<Begin Segment 5>
Q: Jim, do you have something you wanted to relate?
JH: Well, I guess it was just a story that I had told Rick one time trying to give him an idea of some of Gordon's quirks, I guess. We grew up during the Depression time so that we were always short on money. And one day he came to visit me and here we were, both in our professions and making a great deal more money than we did during the Depression. And he was asking me how much it cost to send an airmail letter back to his office in Canada, and I said, well, I think those days it was ten cents. And the regular surface mail was five cents in those days. And so he's sitting there contemplating, he says, "Well, how long does it take to get a letter back there by surface mail and by airmail?" And then I finally figured out that he's trying to, trying to decide whether to use a five cent stamp or a ten cent stamp. And then I got mad at him and I says, "Hey, you know, you're wasting our time. Here's a ten cent stamp, airmail it," and I gave him a stamp. And I later found out that he had airmail stamp, but he used mine. But it's the kind of thing that you, when you experienced certain kinds of things during the Depression, you don't forget it. You're always trying to save your pennies and he spent quite a bit of our time thinking about it.

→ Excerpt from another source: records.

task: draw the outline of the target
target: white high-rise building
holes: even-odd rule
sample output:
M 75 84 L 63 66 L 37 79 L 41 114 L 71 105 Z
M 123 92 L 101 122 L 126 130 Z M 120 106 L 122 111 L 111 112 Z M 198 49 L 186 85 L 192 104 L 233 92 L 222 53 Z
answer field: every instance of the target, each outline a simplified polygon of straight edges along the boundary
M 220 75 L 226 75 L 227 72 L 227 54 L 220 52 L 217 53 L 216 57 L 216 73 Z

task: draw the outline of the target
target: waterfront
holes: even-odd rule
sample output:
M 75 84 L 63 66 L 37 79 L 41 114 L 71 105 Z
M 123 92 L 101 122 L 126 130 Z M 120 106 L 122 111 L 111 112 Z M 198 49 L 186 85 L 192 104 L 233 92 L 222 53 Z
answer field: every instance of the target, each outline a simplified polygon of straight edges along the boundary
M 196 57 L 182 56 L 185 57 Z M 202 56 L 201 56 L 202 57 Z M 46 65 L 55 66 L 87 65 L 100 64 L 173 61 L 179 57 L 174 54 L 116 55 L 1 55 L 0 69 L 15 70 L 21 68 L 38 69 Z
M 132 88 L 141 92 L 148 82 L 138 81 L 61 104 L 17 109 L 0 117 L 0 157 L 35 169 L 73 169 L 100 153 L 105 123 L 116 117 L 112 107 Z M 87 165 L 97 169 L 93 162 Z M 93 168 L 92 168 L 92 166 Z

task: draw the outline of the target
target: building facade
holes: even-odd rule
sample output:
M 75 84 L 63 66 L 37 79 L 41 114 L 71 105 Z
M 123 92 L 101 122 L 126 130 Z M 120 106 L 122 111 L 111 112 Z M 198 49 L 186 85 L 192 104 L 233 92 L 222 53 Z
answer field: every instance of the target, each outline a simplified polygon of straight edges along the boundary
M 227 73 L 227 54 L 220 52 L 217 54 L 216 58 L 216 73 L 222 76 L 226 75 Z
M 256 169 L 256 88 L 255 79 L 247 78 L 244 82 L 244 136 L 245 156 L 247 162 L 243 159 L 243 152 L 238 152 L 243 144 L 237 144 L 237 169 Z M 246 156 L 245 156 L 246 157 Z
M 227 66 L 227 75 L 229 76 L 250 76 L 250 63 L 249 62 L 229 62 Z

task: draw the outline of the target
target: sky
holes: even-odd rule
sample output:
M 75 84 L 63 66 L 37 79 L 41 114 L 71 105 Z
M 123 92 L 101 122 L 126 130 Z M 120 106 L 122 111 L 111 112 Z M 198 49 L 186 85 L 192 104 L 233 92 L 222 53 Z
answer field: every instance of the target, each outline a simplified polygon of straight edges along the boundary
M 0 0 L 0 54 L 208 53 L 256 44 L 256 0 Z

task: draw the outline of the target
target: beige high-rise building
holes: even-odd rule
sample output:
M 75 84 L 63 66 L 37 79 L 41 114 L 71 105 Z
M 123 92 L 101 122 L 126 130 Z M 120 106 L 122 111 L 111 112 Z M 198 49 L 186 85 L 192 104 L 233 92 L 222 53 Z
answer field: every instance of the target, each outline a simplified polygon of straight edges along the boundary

RS: I think that that's really true in the sense that Gordon's a very particular man, and his sense of keeping track of things, of doing the right thing is very particular and I think that that's also a part of him that helped him to do what he did because it was, he had a particular point to make to the American government, or to, what it is to be an American citizen. And he wasn't gonna let 'em get away with it, so, it's just that, it was like a coming together of a lot of ideas. His idealism, his particularness, his family background, there's so many things that came together and just seemed to give him, everything seemed to give him the strength to do what he had to do, which I think is great.
Q: You think this shook his faith in this country?
RS: No, I don't think so, 'cause as I said earlier, he's a man of great patience. And whether it takes a year or ten years or forty years or a lifetime in order to receive the kind of justice or to assert himself and have the country realize that, in fact, they did make mistake, that would be proof the America, you know, for him, that America does believe in those ideals. Personally I don't, but he has that kind of faith in America, and that's a great thing.
JH: I think he's facing the rehearing with that same kind of attitude. He still believes what he did is right, and so the rehearing is just another phase of it.